Introduction to another Thesaurós
The data and documents made available on this website are a compendium of the work and thought of the European artist Michal Martychowiec. His notes, gnomes and texts form the nucleus of this collection. I would like to call these Martychowiec’s historical-aesthetic meditations.
The constantly growing archive is not unlike an encyclopedia, a dictionary of keywords 1. It is also a diary of an unusual and anachronistic way of thinking. It is a digital book that itemizes, and the systematic representation of a complex cosmos.
The idea is to jointly comprehend and reveal, from rich references and allusions, a universe of works of art, living avatars, cryptic yet intelligible narratives, media and symbols. The artist himself composes his work in ever-crossing narratives; his figures, sometimes grotesque faces, sometimes saints, are our alter egos. They are mirror images and dark crystals, into which we gaze together.
Martychowiec’s work, simultaneously hermeneutic, magical and analytical, is the expression of a flamboyant and sharp, existential and yet serene thinking. His strange figures, the Panda, Josephine or old St. Thomas are enthusiastic. These auto-poetic avatars, familiar entities in history, are elements of a rich world of symbols and images; our mirror image world, in which we recognise a new cosmogeny in statu nascendi.
For me, having had the privilege to accompany Martychowiec in dialogue and in a curatorial way, as publisher, business partner and friend since a few year, his work never fails to astonish. Constantly surprised and moved by its hitherto unknown vibrancy of artistic expression. Sometimes it even seems to me as if the numinous, history in its gravity, has penetrated the processes of form-finding and narrativization of a dazzling young oevre.

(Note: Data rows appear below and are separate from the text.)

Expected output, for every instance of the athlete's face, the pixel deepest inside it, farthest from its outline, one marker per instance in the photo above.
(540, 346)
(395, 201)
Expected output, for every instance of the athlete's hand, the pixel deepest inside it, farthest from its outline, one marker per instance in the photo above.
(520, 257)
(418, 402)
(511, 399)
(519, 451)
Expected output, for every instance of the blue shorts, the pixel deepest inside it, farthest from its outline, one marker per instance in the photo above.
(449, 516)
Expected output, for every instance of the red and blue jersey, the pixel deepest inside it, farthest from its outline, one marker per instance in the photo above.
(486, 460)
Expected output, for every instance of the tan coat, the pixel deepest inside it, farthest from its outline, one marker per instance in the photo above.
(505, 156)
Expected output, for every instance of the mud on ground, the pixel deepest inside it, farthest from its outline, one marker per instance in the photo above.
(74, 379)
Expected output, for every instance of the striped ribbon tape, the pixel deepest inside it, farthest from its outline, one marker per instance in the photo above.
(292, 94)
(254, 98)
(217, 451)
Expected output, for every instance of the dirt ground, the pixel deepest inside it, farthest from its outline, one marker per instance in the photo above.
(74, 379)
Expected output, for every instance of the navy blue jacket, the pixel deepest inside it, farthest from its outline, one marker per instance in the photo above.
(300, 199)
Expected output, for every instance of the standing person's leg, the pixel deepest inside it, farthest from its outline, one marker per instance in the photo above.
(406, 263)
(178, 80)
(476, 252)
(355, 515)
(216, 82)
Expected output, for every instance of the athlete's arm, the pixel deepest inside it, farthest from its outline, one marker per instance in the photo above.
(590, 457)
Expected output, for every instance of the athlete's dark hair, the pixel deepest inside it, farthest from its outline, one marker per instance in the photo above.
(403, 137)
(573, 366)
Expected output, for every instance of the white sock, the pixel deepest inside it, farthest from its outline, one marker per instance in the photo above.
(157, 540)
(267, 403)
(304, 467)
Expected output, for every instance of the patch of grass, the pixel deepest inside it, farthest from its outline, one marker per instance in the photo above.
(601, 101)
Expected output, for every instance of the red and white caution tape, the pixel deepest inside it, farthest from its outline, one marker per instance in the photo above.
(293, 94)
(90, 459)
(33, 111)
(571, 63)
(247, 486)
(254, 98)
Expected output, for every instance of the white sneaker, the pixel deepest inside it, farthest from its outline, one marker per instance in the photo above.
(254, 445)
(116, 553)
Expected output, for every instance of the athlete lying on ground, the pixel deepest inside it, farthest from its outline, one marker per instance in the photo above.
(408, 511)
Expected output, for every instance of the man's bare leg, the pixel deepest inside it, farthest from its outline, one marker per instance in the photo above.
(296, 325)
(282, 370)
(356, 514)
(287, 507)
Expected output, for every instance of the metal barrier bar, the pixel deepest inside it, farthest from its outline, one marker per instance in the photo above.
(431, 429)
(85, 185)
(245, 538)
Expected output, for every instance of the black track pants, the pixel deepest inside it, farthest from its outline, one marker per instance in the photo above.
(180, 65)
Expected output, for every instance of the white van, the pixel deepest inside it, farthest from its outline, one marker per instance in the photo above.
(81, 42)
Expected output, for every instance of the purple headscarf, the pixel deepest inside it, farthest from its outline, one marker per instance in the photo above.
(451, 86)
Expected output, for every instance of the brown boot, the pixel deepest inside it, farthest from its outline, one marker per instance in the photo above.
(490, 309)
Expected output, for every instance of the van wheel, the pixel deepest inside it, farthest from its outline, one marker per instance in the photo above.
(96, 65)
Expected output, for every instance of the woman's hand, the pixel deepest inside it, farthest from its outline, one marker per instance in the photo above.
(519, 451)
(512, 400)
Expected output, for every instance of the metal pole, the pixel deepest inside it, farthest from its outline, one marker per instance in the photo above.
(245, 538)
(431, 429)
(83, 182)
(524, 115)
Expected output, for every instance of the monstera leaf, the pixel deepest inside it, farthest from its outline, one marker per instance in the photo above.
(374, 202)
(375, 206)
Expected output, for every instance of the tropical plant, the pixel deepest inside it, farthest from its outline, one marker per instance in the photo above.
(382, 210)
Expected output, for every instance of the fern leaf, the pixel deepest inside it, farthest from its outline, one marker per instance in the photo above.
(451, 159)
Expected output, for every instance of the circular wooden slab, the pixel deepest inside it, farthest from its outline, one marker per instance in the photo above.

The archive Complete Knowledge, arranged by key words and in chronological order, conveys the reasoning and background behind a wide-ranging creative process; it reveals the trains of thought governing a meticulous search for form and tale.
JMH Schindele | Artistic Director of Bublitz
Tempelhof, Berlin. October 2018
1) The word encyclopedia comes from the Koine Greek ἐγκύκλιος παιδεία,transliterated enkyklios paideia, meaning “general education” from enkyklios (ἐγκύκλιος), meaning “circular, recurrent, required regularly, general”and paideia(παιδεία), meaning “education, rearing of a child”; together, the phrase literally translates as “complete instruction” or “complete knowledge”.
Quoted after: παιδεία, Henry George Liddell. Robert Scott. A Greek-English Lexicon. Revised and augmented throughout by Sir Henry Stuart Jones with the assistance of Roderick McKenzie. Oxford. Clarendon Press. 1940.